Over the years, HBR articles have referenced the Three Horizons as a foundation of innovation strategy.
The Three Horizons allowed senior management to visualize what an ambidextrous organization would look like — the idea that companies and government agencies need to execute existing business models while simultaneously creating new capabilities – and helped to prioritize innovation products and programs. This model is not without its limitations though.
The Three Horizons provided an incredibly useful taxonomy. The model described innovation occurring on three-time horizons:
- Horizon 1 ideas provide continuous innovation to a company’s existing business model and core capabilities in the short-term.
- Horizon 2 ideas extend a company’s existing business model and core capabilities to new customers, markets, or targets.
- Horizon 3 is the creation of new capabilities and new business to take advantage of or respond to disruptive opportunities or to counter disruption.
Each horizon requires different focus, management, tools, and goals. McKinsey suggested that to remain competitive in the long run, a company allocate its research and development dollars and resources across all three horizons.
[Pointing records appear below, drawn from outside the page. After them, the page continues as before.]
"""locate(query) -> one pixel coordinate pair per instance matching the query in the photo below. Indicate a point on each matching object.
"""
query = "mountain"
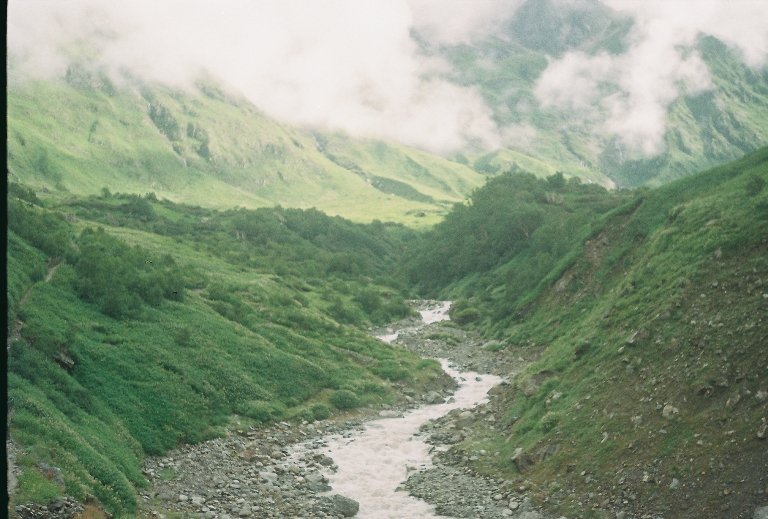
(210, 147)
(647, 317)
(702, 129)
(135, 325)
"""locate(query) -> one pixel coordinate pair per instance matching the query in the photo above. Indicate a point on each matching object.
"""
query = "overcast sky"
(352, 64)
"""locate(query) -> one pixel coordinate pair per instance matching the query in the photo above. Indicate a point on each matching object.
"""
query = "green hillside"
(702, 129)
(208, 147)
(134, 325)
(652, 319)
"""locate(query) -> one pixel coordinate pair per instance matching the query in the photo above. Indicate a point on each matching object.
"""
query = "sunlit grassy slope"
(208, 147)
(702, 128)
(261, 317)
(653, 332)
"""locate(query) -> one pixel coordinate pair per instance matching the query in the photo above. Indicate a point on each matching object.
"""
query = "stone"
(270, 477)
(433, 397)
(345, 506)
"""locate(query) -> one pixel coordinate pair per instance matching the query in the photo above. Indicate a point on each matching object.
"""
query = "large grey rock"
(271, 477)
(345, 506)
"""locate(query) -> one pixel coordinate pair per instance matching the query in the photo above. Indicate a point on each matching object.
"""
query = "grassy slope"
(208, 147)
(665, 305)
(175, 372)
(702, 130)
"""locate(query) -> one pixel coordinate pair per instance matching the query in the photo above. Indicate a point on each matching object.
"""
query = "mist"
(338, 64)
(634, 89)
(354, 66)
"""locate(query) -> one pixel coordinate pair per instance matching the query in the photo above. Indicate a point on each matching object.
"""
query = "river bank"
(291, 470)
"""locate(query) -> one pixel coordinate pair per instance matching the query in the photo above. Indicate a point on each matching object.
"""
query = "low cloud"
(632, 91)
(346, 65)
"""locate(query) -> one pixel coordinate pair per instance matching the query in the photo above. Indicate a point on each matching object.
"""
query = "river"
(372, 463)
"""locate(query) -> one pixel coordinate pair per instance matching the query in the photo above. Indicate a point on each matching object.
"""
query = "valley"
(543, 297)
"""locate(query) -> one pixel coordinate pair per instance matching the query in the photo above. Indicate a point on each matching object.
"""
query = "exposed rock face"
(64, 508)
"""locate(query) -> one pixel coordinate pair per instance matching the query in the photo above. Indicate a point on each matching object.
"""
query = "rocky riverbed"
(258, 472)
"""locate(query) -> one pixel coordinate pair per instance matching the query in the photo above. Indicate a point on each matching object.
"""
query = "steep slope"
(702, 129)
(165, 323)
(650, 396)
(212, 148)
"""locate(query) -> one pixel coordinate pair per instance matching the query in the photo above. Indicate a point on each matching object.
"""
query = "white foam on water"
(437, 313)
(374, 462)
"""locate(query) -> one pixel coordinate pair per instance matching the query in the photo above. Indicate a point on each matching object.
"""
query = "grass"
(69, 139)
(244, 339)
(671, 313)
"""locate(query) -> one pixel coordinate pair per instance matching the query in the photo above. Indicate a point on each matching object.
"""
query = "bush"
(467, 316)
(320, 411)
(258, 410)
(390, 369)
(549, 421)
(344, 399)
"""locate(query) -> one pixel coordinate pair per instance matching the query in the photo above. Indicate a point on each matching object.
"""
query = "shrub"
(549, 421)
(467, 316)
(258, 410)
(320, 411)
(344, 399)
(390, 369)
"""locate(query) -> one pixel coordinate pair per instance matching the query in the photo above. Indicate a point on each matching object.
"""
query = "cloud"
(451, 22)
(341, 64)
(634, 89)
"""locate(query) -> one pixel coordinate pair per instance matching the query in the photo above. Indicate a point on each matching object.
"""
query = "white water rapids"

In the past we assigned relative delivery time to each of the Horizons. For example, some organizations defined Horizon 1 as new features that could be delivered in the short term of three to 12 months, Horizon 2 as business model extensions that will be ready 24 to 36 months out, and Horizon 3 as creating new disruptive products or business models 36 to 72 months out. These time periods are only for guidance and changes based on organization to organization. Some companies are disrupting faster.
In the commercial space Uber took existing technology
(smartphone app, drivers) but built a unique business model (gig economy disrupting taxis). AirBnB, Uber, Lyft, Craigslist, SpaceX, and Tesla are examples of Horizon 3 disruptions using existing technologies and deployed in extremely short periods of time.
These rapid Horizon 3 deliverables emphasize disruption, asymmetry and most importantly speed, over any other characteristic. Serviceability, maintainability, completeness, scale, etc. are all secondary to speed of deployment and asymmetry.
To existing competitors, these new products/services look like minimum viable products — barely finished, iterative, and incremental prototypes. But the new products get out of the building, disrupt incumbents and, once established, they scale. Incumbents now face a new competitor that makes their existing product line, infrastructure, or business model obsolete.